Lunch: the cafeteria on the con floor featured a 30 minute wait for a $30 sandwich, but two floors down the Au Bon Pain sold me essentially the same chow for seven bucks with no line. It pays to be a scout!
This was my first Con. I was there for Subcriber-girl’s question and watched that guy draw with the chalk longer than I should have. What I was most amazed with was how Artist Alley was void of lines (mostly) for the first two hours on Saturday! I co-host a podcast called ‘Completely Comics’ and drained most of the battery on my recorder just walking up to people we talk about on the show. I don’t know if it was the size of the convention or the draw of the mega-booths, but Artist Alley is where I am heading first thing again next year…
Last year’s C2E2 was my first con and I really enjoyed how it was a smaller con but understood that it couldn’t sustain itself if it carried on that way. I was apprehensive this year but I had a bunch of fun and the creators I talked to seemed to think it was a vast improvement.

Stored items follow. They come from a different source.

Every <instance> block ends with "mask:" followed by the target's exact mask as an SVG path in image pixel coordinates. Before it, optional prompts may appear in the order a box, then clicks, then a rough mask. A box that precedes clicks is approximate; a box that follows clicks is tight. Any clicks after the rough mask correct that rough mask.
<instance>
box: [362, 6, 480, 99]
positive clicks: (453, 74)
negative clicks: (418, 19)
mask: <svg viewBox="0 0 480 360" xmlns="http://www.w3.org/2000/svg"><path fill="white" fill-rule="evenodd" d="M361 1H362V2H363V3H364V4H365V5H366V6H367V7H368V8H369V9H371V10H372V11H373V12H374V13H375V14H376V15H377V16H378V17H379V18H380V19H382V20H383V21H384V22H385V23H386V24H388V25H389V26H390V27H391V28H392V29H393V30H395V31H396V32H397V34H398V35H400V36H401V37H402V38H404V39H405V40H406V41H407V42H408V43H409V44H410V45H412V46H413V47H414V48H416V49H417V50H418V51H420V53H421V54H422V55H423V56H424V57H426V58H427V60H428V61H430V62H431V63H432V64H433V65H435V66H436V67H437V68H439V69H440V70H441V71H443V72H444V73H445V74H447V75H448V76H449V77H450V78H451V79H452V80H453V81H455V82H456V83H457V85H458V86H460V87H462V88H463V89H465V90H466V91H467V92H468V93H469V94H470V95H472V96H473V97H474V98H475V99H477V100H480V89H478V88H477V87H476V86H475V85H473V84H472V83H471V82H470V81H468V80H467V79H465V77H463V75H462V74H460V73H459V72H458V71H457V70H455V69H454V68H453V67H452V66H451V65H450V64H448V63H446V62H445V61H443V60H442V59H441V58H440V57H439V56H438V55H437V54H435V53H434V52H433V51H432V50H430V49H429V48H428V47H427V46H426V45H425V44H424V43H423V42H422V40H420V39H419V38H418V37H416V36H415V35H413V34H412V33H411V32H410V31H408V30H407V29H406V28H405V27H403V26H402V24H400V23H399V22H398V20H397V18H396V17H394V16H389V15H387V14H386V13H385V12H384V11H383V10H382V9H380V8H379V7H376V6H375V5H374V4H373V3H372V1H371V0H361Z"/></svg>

The only thing that was rough this year was not making the sketch list for Mahmud Asrar and Ivan Reis because of the larger crowed. That said Jeremy Dale (and his wife Kelly), Ryan Stegman, and Joe Prado did some bang up stuff. I also have to second that Janet Lee is the nicest, coolest woman ever (I helped her carry some of those wood prints to her signing. They were gorgeous). I could go on and on about how cool each of the creators were (Fred van Lante drew a sketch in my herc hardcover and I talked about beer with Don Kramer and Scott Snyder) but it’s already getting tl;dr.
I think it struck a great chord between being huge and attractive to companies and having a really laid back and accesible vibe for fans. I’m in for next year for sure.
It was another great show. It seemed everytime I went looking for a creator they were not at their booth though. I too went to shake Siuntres hand, but the man is a bumblebee!
Any idea on the numbers? I know they worried about attendance but Saturday was jam packed.
The initial number the company’s giving is 34,000 people. Which blows what’s left of my mind.